Opinia użytkownika: Anna_1050
Dotycząca firmy: Stefan
Treść opinii: Udałam się do sklepu odzieżowego Stefan z zamiarem zakupu płaszcza zimowego. otoczenie sklepu czyste, logo widoczne z daleka, okna w witrynach czyste, ciekawe prezentacje kolekcji, zachęcające przechodniów do odwiedzenia tego sklepu. Na drzwiach widoczne godziny otwarcia. Po wejściu do środka zauważyłam ład i porządek panujący w sklepie, podłoga czysta, odpowiednie oświetlenie, towar ułozony lub powieszony na wieszakach, bardzo dobry dostęp do oferowanych produktów. po wejsciu do sklepu udalam sie w kierunku działu, gdzie wisiały płaszcze. po ok 2 minutach podeszla do mnie pracownica, kobieta w średnim wieku ok 45-50 lat, sredniego wzrostu ok 168 cm, włosy blond spięte w kok, w okularach powiedziala dzień dobry i zapytała w czym może pomóc. powiedziałam, ze interesuje mnie płaszcz zimowy. Zapytała, czy mam jakieś specjalne preferencje co do koloru, kroju szycia, materiału, czy to ma być płaszcz na specjalne okazje, czy do codziennego uzytku. Po rozpoznaniu moich potrzeb i oczekiwań i głośnym podsumowaniu uzyskanych ode mnie informacji pracownica sklepu zaprezentowała mi 4 wzory zimowego płaszcza. zachęciła do przymierzenia kazdego z nich.
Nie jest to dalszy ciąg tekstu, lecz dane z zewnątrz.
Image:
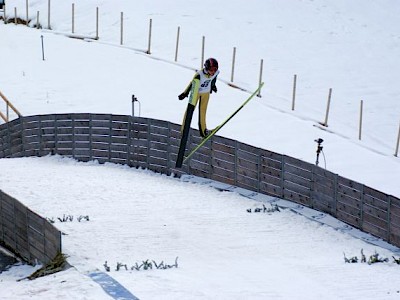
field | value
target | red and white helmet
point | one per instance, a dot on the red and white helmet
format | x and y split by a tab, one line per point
211	64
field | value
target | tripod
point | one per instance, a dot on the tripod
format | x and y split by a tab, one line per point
319	149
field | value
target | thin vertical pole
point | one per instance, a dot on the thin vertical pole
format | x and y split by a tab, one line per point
203	42
327	108
97	23
233	63
42	47
122	28
294	90
73	17
260	80
360	123
48	15
150	28
398	142
27	12
177	43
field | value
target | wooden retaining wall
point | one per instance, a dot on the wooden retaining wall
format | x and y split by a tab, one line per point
153	144
26	233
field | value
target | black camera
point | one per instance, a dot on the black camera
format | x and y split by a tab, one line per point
319	141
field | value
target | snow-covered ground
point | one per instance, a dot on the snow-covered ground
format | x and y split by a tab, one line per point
224	252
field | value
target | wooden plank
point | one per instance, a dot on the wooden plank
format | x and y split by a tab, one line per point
247	182
221	148
157	161
375	221
156	153
375	212
374	230
271	189
349	192
270	172
250	173
356	203
248	158
349	183
376	199
219	140
299	172
223	164
202	157
304	182
348	209
320	204
223	172
268	179
223	177
327	181
296	197
222	156
348	218
199	166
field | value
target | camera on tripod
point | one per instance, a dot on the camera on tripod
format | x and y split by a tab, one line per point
319	149
319	141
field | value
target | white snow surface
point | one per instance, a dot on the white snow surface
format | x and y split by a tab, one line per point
224	252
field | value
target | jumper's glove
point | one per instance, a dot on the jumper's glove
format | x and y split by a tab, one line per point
182	96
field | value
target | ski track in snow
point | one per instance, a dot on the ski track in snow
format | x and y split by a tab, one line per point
224	251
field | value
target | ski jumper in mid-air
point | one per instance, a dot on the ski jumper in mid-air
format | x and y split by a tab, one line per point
206	79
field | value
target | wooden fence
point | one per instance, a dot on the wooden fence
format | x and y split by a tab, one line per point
26	233
153	144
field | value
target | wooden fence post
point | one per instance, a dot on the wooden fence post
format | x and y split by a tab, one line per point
202	51
48	15
260	80
294	90
73	17
27	12
177	43
360	123
150	29
122	28
398	142
327	108
97	23
233	63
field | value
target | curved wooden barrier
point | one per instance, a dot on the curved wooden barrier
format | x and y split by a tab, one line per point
153	144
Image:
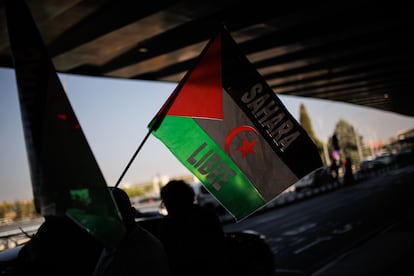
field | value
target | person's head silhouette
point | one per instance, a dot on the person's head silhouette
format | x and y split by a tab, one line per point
128	212
177	196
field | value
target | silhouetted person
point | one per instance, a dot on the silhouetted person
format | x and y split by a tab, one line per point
139	253
59	247
192	235
334	171
348	175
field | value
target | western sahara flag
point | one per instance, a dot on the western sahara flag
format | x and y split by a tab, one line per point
66	179
227	126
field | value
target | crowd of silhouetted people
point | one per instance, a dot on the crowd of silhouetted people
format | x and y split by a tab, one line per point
189	240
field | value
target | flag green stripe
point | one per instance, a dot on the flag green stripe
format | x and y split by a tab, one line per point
183	136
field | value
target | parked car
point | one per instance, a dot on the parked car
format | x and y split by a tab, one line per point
316	178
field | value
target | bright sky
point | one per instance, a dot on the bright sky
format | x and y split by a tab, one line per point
114	115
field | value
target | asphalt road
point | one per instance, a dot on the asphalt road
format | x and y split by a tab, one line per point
311	233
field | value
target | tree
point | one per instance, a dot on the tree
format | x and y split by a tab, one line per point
305	121
350	142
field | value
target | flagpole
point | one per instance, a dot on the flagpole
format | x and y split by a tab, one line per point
133	157
156	122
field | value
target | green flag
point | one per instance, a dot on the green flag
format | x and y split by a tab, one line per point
227	126
66	179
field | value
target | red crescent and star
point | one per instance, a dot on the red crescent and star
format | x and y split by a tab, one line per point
247	146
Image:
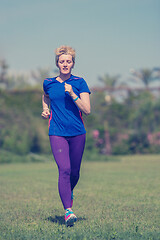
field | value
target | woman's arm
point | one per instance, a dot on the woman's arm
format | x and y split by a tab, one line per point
83	102
45	105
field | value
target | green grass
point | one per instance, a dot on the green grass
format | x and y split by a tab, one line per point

Podczas przymierzania pytała o moje odczucia, pytała czy podać jakieś dodatki do danego płaszcza/ apaszka, szal, pasek, torebka/. Bardzo żywo uczestniczyła w procesie przymierzania płaszczy, pytała, czy może podać jakiś inny wzór, kolor- widać, że pracownikowi sklepu bardzo zależało na zadowoleniu klienta i sprostaniu jego wymaganiom oraz na sprzedaniu towaru z aktualnej kolekcji. pracownik miły, uprzejmy, zaangażowany, posiadający wysoką kulturę osobistą. Profesjonalizm, indywidualne podejście do klienta. Bardzo przyjemnie dokonywało się zakupów w tym sklepie. Indywidualne podejście do klienta, prawidłowe rozpoznanie jego potrzeb i dopasowanie produktu sprawiło, że czułam się w tym sklepie wyjatkowo i byłam ważnym klientem, ktory został obslużony zgodnie z przyjetymi standardami. Po wybraniu okreslonego fasonu plaszcza pracownik zaprowadzil mnie do kasy, gdzie została sfinalizowana transakcja, następnie plaszcz został zapakowany i zostałam miło pozegnana oraz zaproszona do ponownego odwiedzenia sklepu.